PROF FRIEL TALKS ON DATA PROTECTION, PRICE DISPLAYS AND THE REMOVAL OF AN AIRLINE PASSENGER
Prof Ray Friel was interviewed today on Limerick Today Live 95FM by host Joe Nash about data protection obligations, the display of petrol prices and the forcible removal of a United Airlines passenger.
Joe Nash asked Prof Friel about the obligations on clubs, societies, community organisations and volunteers when dealing with personal data. Friel pointed out that the rules on data protection apply to everyone who acquires personal information and not just the public sector or businesses. Any organisation who gathers personal data should do so in conformity with the law. That requires, in general terms, first, that an individual gives an informed consent to the information they are supplying being used for specific and limited purposes only. Second that the information sought is the minimum that is required to achieve the purpose for which the information was obtained. Third, that the information is used only for the purpose expressed when the consent was given and no other purpose.
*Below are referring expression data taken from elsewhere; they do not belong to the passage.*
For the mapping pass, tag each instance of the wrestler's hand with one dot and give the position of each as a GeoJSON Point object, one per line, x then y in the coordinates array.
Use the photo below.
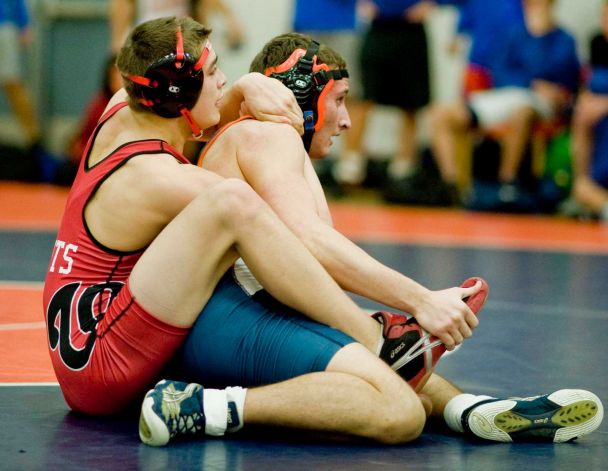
{"type": "Point", "coordinates": [267, 99]}
{"type": "Point", "coordinates": [444, 314]}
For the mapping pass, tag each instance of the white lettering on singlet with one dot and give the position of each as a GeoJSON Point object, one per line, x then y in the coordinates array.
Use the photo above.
{"type": "Point", "coordinates": [66, 262]}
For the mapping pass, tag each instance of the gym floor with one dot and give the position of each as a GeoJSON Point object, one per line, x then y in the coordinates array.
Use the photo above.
{"type": "Point", "coordinates": [543, 328]}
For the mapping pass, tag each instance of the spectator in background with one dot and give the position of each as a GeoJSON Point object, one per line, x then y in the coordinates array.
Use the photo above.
{"type": "Point", "coordinates": [484, 25]}
{"type": "Point", "coordinates": [590, 129]}
{"type": "Point", "coordinates": [395, 71]}
{"type": "Point", "coordinates": [111, 82]}
{"type": "Point", "coordinates": [124, 14]}
{"type": "Point", "coordinates": [535, 80]}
Fourth, that the information is securely stored and access is limited and controlled. Finally that the information must be deleted when it is no longer required. Joe pointed out several violations of data privacy by the HSE and asked whether there was a culture that did not understand privacy. Prof Friel agreed, saying that as a lawyer he was obsessive about privacy but his daughter who is a sonographer in Crumlin was in a culture where sharing information improved patient outcomes. At an ordinary level, the culture that privacy was not important would have to change, particularly in light of impending rules in 2018 on data protection.
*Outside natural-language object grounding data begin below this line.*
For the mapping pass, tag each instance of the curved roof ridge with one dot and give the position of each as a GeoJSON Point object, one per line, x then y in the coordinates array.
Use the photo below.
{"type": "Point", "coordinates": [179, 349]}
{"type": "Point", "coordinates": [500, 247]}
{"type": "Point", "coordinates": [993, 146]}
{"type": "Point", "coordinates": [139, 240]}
Joe then asked Friel about the forcible removal of a United Airlines passenger. Friel replied that there were two elements to the situation: first the right of the airlines to remove passengers from the plane and second the method by which that is to achieved. United probably did, under the rules of the ticket and other statutory provisions, have the right to remove the passenger but the process of removal by airport security appears to have been heavy handed.
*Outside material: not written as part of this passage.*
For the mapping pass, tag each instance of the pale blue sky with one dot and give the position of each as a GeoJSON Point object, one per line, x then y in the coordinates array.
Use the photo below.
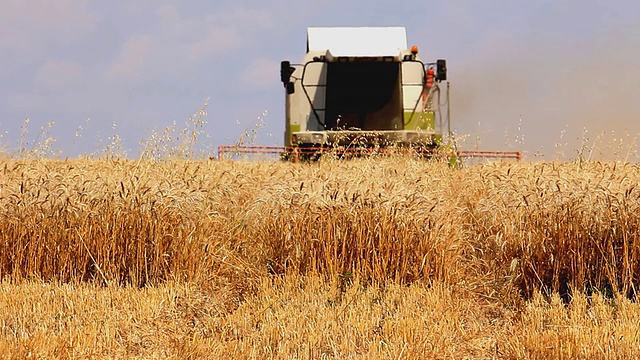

Finally Joe asked Friel to explain the rules vis-à-vis the display of petrol prices which were different than that which was being charged at the pump. Friel pointed out that this constituted misleading advertising which was a statutory offence. Further, the consumer could argue to be refunded the over-payment although on an average tank, every 1cent would amount only to 50-60 cents. Friel recommended bringing it the attention of the attendant, asking to be charged only the displayed price and if that did not happen send a complaint to the Competition and Consumer Protection Authority. Both agreed that of course the ultimate power for the consumer is to take their business elsewhere.